Hasdai and other leaders first issued their warnings earlier this week in a meeting with Defense Minister Shaul Mofaz.
"If any one dares to come and touch my daughter's grave ... whether a soldier or the chief of staff, I will shoot him," the Maariv daily quoted Hasdai as saying.
Asked about the comment Friday, he told Israel Radio: "I gave an example of parents who have lost their children ... and they (soldiers) come to remove their graves. It is enough that one bullet is let loose and this will snowball into a local civil war."
However, Sharon vowed that his plan to withdraw from Gaza, home to 8,000 Jewish settlers and 1.3 million Palestinians, will go ahead despite these threats.
"This plan will go ahead regardless, period," Sharon told the Jerusalem Post in an interview published Friday.
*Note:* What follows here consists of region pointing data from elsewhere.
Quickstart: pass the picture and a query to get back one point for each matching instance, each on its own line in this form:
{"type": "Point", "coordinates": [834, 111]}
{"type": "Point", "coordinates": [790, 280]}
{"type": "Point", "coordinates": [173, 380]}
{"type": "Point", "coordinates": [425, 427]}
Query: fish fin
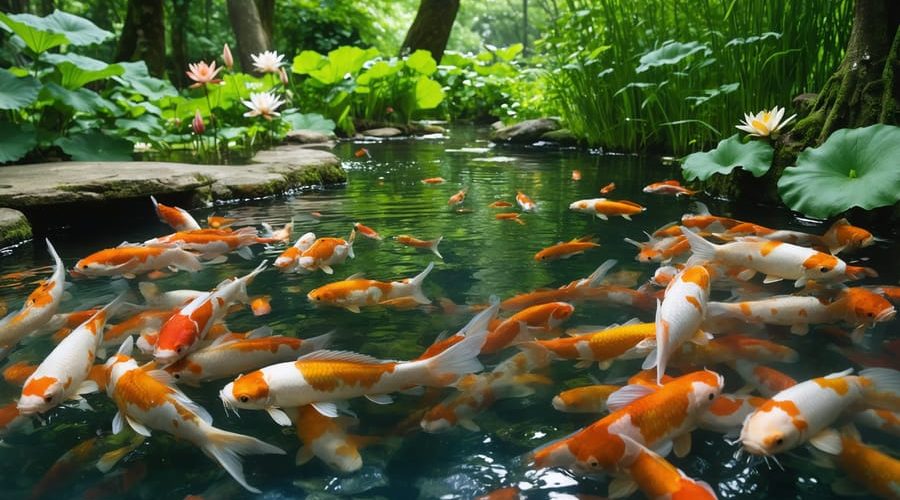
{"type": "Point", "coordinates": [326, 408]}
{"type": "Point", "coordinates": [627, 395]}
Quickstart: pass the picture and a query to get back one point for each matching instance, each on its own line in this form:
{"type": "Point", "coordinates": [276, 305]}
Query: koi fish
{"type": "Point", "coordinates": [679, 316]}
{"type": "Point", "coordinates": [367, 231]}
{"type": "Point", "coordinates": [323, 377]}
{"type": "Point", "coordinates": [525, 203]}
{"type": "Point", "coordinates": [805, 411]}
{"type": "Point", "coordinates": [565, 250]}
{"type": "Point", "coordinates": [148, 400]}
{"type": "Point", "coordinates": [180, 334]}
{"type": "Point", "coordinates": [775, 259]}
{"type": "Point", "coordinates": [429, 245]}
{"type": "Point", "coordinates": [604, 209]}
{"type": "Point", "coordinates": [355, 292]}
{"type": "Point", "coordinates": [228, 356]}
{"type": "Point", "coordinates": [131, 260]}
{"type": "Point", "coordinates": [63, 374]}
{"type": "Point", "coordinates": [38, 309]}
{"type": "Point", "coordinates": [651, 417]}
{"type": "Point", "coordinates": [178, 218]}
{"type": "Point", "coordinates": [669, 187]}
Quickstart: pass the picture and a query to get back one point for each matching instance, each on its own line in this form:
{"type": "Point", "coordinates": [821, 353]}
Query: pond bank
{"type": "Point", "coordinates": [65, 193]}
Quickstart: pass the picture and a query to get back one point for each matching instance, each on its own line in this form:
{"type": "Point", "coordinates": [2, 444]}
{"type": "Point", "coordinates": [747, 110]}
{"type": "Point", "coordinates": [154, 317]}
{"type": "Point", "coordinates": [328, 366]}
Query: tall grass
{"type": "Point", "coordinates": [677, 75]}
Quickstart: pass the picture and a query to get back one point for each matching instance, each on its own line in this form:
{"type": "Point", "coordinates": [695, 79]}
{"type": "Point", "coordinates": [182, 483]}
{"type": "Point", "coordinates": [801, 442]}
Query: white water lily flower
{"type": "Point", "coordinates": [267, 62]}
{"type": "Point", "coordinates": [764, 123]}
{"type": "Point", "coordinates": [263, 104]}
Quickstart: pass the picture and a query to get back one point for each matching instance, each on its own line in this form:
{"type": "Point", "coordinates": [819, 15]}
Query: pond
{"type": "Point", "coordinates": [482, 256]}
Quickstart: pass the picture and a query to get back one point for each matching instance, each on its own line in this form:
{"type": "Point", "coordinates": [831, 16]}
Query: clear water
{"type": "Point", "coordinates": [482, 256]}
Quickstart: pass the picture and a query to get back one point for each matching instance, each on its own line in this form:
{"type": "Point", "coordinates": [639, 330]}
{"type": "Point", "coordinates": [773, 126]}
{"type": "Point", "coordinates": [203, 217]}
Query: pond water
{"type": "Point", "coordinates": [482, 257]}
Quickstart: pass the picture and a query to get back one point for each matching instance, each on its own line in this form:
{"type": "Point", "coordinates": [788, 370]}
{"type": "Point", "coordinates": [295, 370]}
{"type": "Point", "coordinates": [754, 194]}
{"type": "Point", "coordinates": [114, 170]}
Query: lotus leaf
{"type": "Point", "coordinates": [754, 157]}
{"type": "Point", "coordinates": [853, 168]}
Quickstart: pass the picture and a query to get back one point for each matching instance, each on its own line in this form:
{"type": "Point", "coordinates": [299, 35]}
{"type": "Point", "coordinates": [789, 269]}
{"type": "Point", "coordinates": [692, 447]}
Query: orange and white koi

Much of the opposition comes from within Sharon's own Likud Party. On Thursday night, Sharon was jeered off the stage at a meeting of young Likud activists with calls to resign.
Also, a petition published Thursday and signed by 185 prominent hardline Israelis contained some of the harshest language yet against Sharon's plan.
It called the pullout a "crime against humanity" and urged security forces to disobey orders to evacuate settlements.
Dovish lawmakers accused the settlers of pushing the country to the brink of civil war to block the withdrawal.
"The settlers, in their campaign to delegitimize the disengagement, will try to lead to a situation of civil war--and under this threat of civil war prevent any evacuations of settlements," said Avshalom Vilan from the Meretz party.
``They are trying, step-by- step, to drag us into an apocalyptic situation,'' he told the radio.
In the newspaper interview, Sharon also said that Israel can continue building in large West Bank settlement blocs without U.S. opposition if it does so quietly.
While the U.S.-backed "road map" peace plan calls for a settlement freeze, Israel believes it has tacit American approval for building within these blocs which it wants to keep in any future peace deal.
U.S. diplomats say publicly that Washington remains committed to the road map. However, an announcement in August that Israel would build 1,000 new homes in settlements near Jerusalem drew just a muted U.S. response.
"Yes, we can continue building in the large blocs," Sharon said when asked whether he had a quiet understanding with the United States on limited settlement construction.
The issue of Jewish settlement construction is a major irritant in the complex relations among Israel, the United States and the Palestinians, who seek all of the West Bank and Gaza for their state and demand that all settlements be removed.
The entry ban for Palestinians went into effect at dawn Friday, and was expected to last through several Jewish holidays ending in October.